There are any amount of column inches dedicated to moaning about the weather so I’m going to be brief. It rained every four days when we didn’t want it and then it didn’t rain when we did.

That’s a bit of an issue for a business like ours with crops that need water at certain times and don’t really want too much at other times.

In terms of the winter, we came through it only for the investment we made a few years back in chaser bins that have tandem-axle, low ground pressure 710s. They earned their bread in the winter gone by allowing us to keep all trailers off the field and giving us flexibility around harvest.

Since then, the investment in irrigation has stood to us. At one point, we had four irrigation reels running 24 hours a day to keep crops watered during an unprecedented drought.
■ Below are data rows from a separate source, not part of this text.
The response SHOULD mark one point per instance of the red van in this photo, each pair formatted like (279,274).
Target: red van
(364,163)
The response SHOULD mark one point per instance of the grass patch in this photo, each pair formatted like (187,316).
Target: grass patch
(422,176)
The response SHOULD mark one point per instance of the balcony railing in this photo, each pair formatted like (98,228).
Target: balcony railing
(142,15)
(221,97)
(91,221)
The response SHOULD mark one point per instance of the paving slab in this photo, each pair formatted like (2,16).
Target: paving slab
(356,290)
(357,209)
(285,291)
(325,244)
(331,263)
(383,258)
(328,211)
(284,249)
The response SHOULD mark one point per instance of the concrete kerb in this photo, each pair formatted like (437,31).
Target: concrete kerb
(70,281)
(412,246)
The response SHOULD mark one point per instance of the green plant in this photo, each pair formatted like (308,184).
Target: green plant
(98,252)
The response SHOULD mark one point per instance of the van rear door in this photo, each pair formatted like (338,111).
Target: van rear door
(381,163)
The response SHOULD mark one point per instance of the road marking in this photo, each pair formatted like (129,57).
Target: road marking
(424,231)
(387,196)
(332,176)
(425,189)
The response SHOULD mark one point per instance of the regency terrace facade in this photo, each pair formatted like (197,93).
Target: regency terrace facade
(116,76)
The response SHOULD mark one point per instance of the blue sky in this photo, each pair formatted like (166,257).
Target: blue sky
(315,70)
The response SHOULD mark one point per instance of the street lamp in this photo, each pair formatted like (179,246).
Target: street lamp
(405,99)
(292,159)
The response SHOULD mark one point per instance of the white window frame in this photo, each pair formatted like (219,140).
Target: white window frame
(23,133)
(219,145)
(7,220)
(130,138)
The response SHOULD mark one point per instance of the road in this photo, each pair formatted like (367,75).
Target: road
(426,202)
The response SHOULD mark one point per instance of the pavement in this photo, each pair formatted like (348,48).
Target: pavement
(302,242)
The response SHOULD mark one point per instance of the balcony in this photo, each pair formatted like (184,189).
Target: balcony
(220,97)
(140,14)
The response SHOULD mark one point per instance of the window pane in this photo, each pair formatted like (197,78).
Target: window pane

We have been chipping away over the last few years adding weather mitigation equipment, irrigation, straw-laying equipment for frost protection, chaser bins to keep trailers off the field and the machines to operate the above but all that comes at a cost – a fairly substantial capital investment cost.

There are a lot of growers who for various reasons are in a situation where they couldn’t get water to crops during the drought. It’s pretty grim and your heart would break looking at what were excellent crops now looking close to something that only a rotovator will go through. In terms of the costs of mitigating the drought, the level of investment in irrigation needed is only barely justifiable over taking the crop loss in an extreme year. It’s not a straightforward decision.

One way or another, the cost of growing crops in the last number of years seems to be sky-rocketing with not only weather-related costs and losses, but also a never ending increasing labour bill.

Traditionally, in a situation like this, the produce from the UK or the continent where they wouldn’t have had the same issues would undermine the cost of Irish produce but this year the problems are all over Europe and the UK, so fresh produce of any kind is in very short supply.

With the rain coming, new challenges are emerging with further weed flushes coming in the crop, disease burden increasing and the decision whether to lift irrigation pipes is on us.

The lifting of irrigation pipe is a big one for us at the moment as the fear would be that we would tempt fate too much and prompt another prolonged dry period.

We are so scarred from the last 12 months that we aren’t sure whether to fear a prolonged dry period or another prolonged wet period.

We don’t mind if this is the new normal, if it is we can cut our cloth to fit but it’s the uncertainty that is causing the issues.